I've been struggling to find a great creative brief 'template' for years. Chris Ribeiro and I got close to something pretty effective at WONGDOODY last year, but given the constantly changing state of the business, I thought it was time to go back and build upon it. My hope is to one day create a brief that will, more times than not, set the stage for big, juicy ideas like Diesel Denim Dating.
At es/drake I'm starting a planning group from scratch and figured it was time to tear into this subject. So, with help from a few friends, I gathered briefs from around the industry and picked them apart. I also spent lots of time on planning sites and blogs, took a hard look at the day-to-day volume of work at agencies and looked back at some of the better creative work I happened to be involved with and then analyzed what went down to get it there. Finally, I took into consideration the integrated state of our agencies: PR people absorb things very differently than designers, but they need to collaborate from the same document.

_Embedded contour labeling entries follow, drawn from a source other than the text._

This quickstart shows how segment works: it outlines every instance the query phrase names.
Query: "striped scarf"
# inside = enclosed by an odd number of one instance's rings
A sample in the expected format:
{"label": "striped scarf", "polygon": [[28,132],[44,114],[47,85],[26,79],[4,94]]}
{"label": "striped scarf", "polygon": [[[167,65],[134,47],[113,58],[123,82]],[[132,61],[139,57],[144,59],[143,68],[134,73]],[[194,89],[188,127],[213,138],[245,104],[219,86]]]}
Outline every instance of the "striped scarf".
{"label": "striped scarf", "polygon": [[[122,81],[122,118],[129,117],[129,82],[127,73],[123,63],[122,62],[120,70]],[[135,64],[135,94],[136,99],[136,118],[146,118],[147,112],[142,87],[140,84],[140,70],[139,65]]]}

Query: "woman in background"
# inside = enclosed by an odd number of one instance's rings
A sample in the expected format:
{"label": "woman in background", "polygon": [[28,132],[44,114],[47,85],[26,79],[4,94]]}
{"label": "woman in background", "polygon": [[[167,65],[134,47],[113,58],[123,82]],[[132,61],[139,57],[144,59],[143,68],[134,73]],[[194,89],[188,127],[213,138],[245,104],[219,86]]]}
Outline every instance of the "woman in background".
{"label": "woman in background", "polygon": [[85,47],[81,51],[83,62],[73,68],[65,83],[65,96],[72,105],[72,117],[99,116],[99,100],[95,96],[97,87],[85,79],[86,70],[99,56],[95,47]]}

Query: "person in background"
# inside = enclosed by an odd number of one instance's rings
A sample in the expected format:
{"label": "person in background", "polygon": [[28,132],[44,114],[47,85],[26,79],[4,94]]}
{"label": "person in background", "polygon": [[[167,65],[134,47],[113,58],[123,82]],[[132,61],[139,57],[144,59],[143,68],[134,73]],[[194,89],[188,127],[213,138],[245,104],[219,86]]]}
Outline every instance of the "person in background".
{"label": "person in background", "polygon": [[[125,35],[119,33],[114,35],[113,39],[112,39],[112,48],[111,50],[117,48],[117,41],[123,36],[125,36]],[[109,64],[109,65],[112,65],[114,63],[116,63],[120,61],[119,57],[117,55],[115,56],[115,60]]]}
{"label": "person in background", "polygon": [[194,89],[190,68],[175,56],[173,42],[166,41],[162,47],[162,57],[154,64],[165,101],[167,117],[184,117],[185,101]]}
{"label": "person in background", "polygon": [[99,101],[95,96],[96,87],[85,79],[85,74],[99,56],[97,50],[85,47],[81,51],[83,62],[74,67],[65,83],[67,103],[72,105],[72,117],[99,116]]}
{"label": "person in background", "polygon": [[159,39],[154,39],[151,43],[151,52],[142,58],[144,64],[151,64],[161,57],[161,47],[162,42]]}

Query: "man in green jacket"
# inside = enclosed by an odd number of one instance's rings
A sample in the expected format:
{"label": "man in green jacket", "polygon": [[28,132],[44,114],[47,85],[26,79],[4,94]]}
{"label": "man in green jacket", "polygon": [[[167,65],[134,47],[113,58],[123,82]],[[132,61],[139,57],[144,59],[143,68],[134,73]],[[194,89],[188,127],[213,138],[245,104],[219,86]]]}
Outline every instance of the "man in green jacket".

Here's what I think I've learned.
First, briefs aren't always necessary. With A-Tier talent, good ads can be done in less than 48 hours. A talented creative team can get to a really good "ad" very quickly if the need is concise and the account person has their act together. It's also worth noting that when there's little time, no one over-analyzes.
But whenever there's a business problem or campaign, briefs are necessary. And today, campaign success is achieved by a series of small bets. Therefore, briefs need to open up the playing field to allow creative and media people (who are briefed at the same time) to think about ads, web, pr, event, guerrilla, direct and new media simultaneously. To do this, I'm trying an IDEA BRIEF. Taking up two-thirds of one page, it consists of 8 parts, each of which are universally understandable to ALL integrated departments...
THE BRAND:
A succinct, easy-to-feel set of words that the brand delivers on.
(Nike: If you have a body, you are an athlete.)
TONE:
Meticulously crafted words or phrases that describe what every piece of communication should feel like. (Not "wise" and "fun," but perhaps, "mature with wit."
STATE OF THE BUSINESS:
A three sentence snapshot of the industry and your client's role within it.
THE ASSIGNMENT & CHALLENGE:
A succinct description of what's needed and why that's a challenge.
STRATEGY & SUPPORT:
The key points-of-difference the client provides that solve the above Challenge.
TARGET:
A qualitative overview of the mindset of our ideal consumer.
PRACTICAL CONSIDERATIONS:
Roadblocks the team need to know: the client hates yellow, we only have $10k, etc. (This is not things like legal, which can be added after the idea is done.)
DESIRED RESULTS:
Measurability. Should tie directly back to Assignment & Challenge.
That's it. Anyway, I thought I'd pass it on for others to experiment with and improve upon. And again, this isn't my work but a collection of stuff that was floating around the industry that just seemed to make sense to me when pieced as one... Yours to try. If you wish. And if you know of something better, (or if someone else is doing the exact same thing) please, pass it along, my friend.